Site of girls’ bodies will be excavated

John Miller Associated Press

BOISE – Investigators plan next week to excavate an eastern Idaho site where two bodies were found in 1981, as law enforcement agents believe they’re getting closer to pinning down suspects in the killings.

Oneida County Sheriff Jeff Semrad said he’s enlisted the help of the FBI and the Idaho attorney general’s office, as well as students from a local university, to solve the murders of Tina Anderson, 12, and Patricia Campbell, 15, who disappeared from a Pocatello park on July 22, 1978.

Semrad, who held a news conference Wednesday at a remote gorge where hunters found the skeletal remains of the two girls, said he hopes ground-penetrating radar will help locate evidence that’s long been hidden.

The case remained largely inactive until December, when an Idaho prison investigator provided still-undisclosed information about possible suspects in the disappearances and murders of the girls.

“Through that information, investigators developed key suspects,” Semrad said.

Semrad declined to release names of those being investigated, or provide further details about information provided by prison officials.
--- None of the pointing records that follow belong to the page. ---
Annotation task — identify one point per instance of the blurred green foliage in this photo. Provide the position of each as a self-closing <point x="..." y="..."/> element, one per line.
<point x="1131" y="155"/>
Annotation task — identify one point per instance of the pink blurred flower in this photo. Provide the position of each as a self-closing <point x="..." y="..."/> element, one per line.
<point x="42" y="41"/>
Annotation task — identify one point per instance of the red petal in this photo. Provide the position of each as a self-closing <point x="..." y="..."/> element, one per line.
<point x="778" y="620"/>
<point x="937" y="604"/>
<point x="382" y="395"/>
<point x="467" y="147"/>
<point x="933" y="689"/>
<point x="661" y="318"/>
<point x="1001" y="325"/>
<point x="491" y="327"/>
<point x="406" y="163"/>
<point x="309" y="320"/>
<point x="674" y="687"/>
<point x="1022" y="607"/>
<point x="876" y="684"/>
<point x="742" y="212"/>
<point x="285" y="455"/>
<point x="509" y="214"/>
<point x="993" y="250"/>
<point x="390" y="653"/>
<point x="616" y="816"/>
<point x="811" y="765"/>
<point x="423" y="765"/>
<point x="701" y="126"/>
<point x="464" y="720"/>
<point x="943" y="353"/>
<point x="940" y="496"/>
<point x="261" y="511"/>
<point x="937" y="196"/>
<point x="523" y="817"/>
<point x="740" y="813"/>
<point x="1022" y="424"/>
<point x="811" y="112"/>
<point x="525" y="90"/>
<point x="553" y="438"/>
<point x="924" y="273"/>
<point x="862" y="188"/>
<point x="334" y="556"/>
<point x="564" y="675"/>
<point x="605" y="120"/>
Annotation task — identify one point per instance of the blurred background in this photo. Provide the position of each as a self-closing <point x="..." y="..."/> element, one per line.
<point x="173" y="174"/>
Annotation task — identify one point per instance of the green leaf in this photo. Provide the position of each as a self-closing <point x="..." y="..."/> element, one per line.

Lynn Porter, a senior in anthropology at Idaho State University, will help in the excavation that begins Monday at the gorge in the Trail Hollow area just a few miles from Malad City.

Last week, Porter, an expert dog handler, helped guide a search dog at the scene. Authorities also searched the area with a metal detector.

“We’re trying to find anything else that might be remaining out there,” she told the Associated Press. “Things get buried over time. As everyone knows, this case is 29 years old.”